I’m hiking the Appalachian Trail. If you want to help me eat, you can donate here: http://paypal.me/RyanStoyer
I’m asking for donations of $5-$10 because that’s about what it costs for me to eat for one day.
So it’s been six days and 70 miles. By this afternoon I will have hiked out of Georgia into North Carolina.
We have had some hellacious weather this first week. Nothing but rain the first three days, then hail and nothing but snow for the next two. Friday we saw the sun for the first time, but the ground was still powdered and frozen. The rain and snow are actually pretty nice to hike in, they add a meditative and cathartic element to our pace, but the wind has been a real pain.
Every few miles we either have to stop to put more clothes on, or stop to layer down some. As soon as we stop hiking, our body temperatures drop a little and it sometimes it takes up to had a mile to feel my fingers again. Most of the day time temperatures have been in the 40’s with night time temperatures dipping down to the lower 30’s.
Wednesday afternoon we came down Blood Mountain (the highest mountain in Georgia) to Neels Gap and our first chance to resupply on pretty much anything imaginable. I grabbed a few food items like tortillas and ramen. There’s also a hostel, but we opted to save out $18 a piece and camp out back. Thanks to an unreliable weather forecast the day before, we were entirely unaware of the wind dvisory in place as we pitched our tents along a ridge just 50 yards behind the stone hostel.
That may have been the worst weather I’ve ever camped in.
Around 9:30pm I was awakened by the sound of a particularly foreboding gust approaching. I could hear the front coming and when it hit my tent, it ripped out a corner stake and collapsed the main support pole. After a minute of flailing around in my sleeping bag and a tangled heap of tent, I emerged in my underwear in the dark driving snow. After redriving the stake and reinforcing the sides of my tent with some rocks from a nearby firepit I had sufficiently fortified my tent to last the night.
I’m astounded at how crowded these shelters get. I still haven’t slept inside of one, though I did spend Thursday night underneath the shelter at Low Gap. It was just as warm (read: cold) as pitching my tent or even sleeping in the shelter with the other 9 people already crammed in there.
The views have been amazing since the skies cleared up. Friday and Saturday were especially picturesque climbing up Rocky Mountain, Trey Mountain, and Blue Mountain.
Physically I feel great, I have been eating constantly. I’ve had some impressive meals already (teriyaki salmon lo mein with pan fried tortilla chips and wasabi paste to name one) and I am definitely carrying an excessive amount of food. My food bag alone must weigh over ten pounds, bringing my total pack weight up to 35 pounds when I could be much lower than that. I just tell myself it’s for training my legs/knees/ankles.

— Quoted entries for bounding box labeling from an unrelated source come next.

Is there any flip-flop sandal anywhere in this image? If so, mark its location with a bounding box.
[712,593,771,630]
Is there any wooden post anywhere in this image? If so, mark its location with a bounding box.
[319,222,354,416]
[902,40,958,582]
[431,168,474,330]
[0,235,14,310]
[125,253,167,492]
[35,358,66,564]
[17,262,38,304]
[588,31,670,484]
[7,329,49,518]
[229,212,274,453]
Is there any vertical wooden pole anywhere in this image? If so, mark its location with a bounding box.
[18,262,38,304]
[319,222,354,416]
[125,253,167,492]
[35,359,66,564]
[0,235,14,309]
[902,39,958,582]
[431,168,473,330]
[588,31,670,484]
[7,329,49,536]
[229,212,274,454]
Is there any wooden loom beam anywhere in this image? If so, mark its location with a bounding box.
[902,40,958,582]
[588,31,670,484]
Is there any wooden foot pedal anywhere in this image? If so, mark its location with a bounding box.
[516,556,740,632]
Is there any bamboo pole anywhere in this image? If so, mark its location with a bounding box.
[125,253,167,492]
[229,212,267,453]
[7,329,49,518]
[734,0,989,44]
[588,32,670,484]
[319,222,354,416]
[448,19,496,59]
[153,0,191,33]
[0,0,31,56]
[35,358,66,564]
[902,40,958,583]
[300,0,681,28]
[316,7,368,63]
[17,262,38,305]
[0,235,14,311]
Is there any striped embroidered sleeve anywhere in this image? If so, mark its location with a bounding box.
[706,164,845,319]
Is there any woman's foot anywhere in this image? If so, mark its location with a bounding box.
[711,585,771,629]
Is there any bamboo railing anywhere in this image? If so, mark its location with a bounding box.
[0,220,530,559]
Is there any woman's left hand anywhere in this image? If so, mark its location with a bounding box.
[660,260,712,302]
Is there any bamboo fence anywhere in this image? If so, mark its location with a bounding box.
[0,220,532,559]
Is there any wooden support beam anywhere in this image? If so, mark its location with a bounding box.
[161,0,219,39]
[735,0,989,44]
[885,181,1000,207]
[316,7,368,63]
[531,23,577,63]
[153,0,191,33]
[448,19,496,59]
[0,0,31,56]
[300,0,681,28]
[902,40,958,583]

Alie and Avery have been the best hiking partners imaginable. If there’s an award for hikers-who-laugh-the-most, we would win it with no contest. We were just talking yesterday about how there is absolutely nothing we would rather be doing despite the challenges were facing constantly. This is really tough and we have been outperforming even my highest expectations.
It’s 7:00am now on Sunday morning and we have 18 miles to hike to Standing Indian Shelter. I heard it’s an especially scenic one. Thank you again to every one who has contributed to this experience in absolutely any way, it still hasn’t sunk in for me yet.
Special shout out to Katie for taking care of my pet tarantula while I’m away, and Wyatt for being my blog-master and facilitating this whole communication process.
I’ll post more when I get to the Smokies. Happy Trails!